Ses élèves vous le diront: mis à part son expérience et son talent, grâce à quoi ils progressent, il est l’un des leurs. Il est là à un palier idéal de la communication. Guy Touvron, un poète de la trompette qui manie l’élégance musicale et l’espièglerie du Français charmeur. Un homme qui a su garder son enthousiasme d’adolescent.
Guy est né à Vichy le 15 février 1950. Ses parents ne sont pas musiciens, mais un grand-père cornettiste — passé au saxhorn alto après avoir perdu ses dents — pourrait bien avoir donné des idées au petit Guy qui courrait déjà autours des musiciens lorsque la Fanfare de St-Yorre défilait. Il admirait les vestes blanches de leur uniforme et restait fasciné par le «bruit» que «cela» faisait, comme il le raconte.
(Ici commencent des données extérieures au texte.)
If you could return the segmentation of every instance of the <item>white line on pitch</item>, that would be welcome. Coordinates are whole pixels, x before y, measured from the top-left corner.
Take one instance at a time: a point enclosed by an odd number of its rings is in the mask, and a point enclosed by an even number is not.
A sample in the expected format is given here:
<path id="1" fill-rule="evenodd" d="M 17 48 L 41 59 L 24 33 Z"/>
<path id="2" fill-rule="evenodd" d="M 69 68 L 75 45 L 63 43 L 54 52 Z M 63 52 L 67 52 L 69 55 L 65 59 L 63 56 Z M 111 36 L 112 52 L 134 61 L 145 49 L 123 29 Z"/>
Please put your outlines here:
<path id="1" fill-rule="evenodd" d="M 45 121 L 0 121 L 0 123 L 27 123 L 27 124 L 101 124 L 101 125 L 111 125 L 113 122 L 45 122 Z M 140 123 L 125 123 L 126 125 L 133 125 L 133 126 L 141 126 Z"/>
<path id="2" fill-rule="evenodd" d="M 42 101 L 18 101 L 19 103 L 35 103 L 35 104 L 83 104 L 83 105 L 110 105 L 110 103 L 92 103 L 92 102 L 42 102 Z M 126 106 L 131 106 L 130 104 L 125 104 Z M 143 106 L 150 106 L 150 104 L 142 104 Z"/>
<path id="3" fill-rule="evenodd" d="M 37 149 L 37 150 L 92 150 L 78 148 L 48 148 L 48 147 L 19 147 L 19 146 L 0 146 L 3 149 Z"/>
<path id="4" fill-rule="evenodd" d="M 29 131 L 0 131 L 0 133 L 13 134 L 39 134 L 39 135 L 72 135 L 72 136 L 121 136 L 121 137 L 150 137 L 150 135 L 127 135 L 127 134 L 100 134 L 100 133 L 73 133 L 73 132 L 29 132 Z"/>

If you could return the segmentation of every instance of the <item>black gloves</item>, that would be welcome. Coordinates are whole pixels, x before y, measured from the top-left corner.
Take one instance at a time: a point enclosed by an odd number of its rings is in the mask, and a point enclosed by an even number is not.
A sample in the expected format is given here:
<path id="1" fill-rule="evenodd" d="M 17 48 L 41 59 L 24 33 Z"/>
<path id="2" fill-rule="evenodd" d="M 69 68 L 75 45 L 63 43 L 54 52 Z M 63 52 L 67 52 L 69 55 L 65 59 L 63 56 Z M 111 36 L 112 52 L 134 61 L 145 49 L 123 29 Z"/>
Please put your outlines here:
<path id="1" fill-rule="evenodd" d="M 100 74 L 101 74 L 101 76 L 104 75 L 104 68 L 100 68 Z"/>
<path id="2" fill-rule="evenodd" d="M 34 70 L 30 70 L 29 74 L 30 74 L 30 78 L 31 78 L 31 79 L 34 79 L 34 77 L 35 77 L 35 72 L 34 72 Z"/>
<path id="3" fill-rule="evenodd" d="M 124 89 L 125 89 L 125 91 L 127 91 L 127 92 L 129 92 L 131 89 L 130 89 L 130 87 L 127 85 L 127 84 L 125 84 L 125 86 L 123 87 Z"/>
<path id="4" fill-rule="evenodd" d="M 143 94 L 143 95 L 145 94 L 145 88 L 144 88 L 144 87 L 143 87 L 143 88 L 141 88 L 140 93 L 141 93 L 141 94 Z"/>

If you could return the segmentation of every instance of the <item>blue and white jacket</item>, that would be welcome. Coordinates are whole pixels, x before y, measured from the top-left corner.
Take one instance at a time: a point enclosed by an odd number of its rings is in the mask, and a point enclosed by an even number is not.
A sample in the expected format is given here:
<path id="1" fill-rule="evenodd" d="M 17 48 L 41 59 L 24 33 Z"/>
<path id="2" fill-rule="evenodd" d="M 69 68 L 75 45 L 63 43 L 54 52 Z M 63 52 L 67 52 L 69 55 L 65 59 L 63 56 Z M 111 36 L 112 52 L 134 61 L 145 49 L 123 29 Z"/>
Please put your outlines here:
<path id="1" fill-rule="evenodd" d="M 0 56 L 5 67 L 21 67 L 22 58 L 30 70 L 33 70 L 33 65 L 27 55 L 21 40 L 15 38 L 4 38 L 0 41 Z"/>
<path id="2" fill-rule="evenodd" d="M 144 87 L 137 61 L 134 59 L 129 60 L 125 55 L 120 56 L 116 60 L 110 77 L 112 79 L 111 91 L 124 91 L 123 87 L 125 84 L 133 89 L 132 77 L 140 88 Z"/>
Grand-papa ne lâche pas l’amorce et inscrit Guy au cours de solfège que donnait le chef de musique, M. Vincent. L’expérience est concluante et on songe à lui faire jouer la flûte traversière... Guy avait repéré un gars dans la fanfare qui se détachait des autres et qui jouait du cornet à pistons. Il s’identifie à lui et nourrit son ambition.
– Je préfère jouer du cornet, Monsieur.
– On en a pas, lui fut-il répondu.
– Alors je m’en vais...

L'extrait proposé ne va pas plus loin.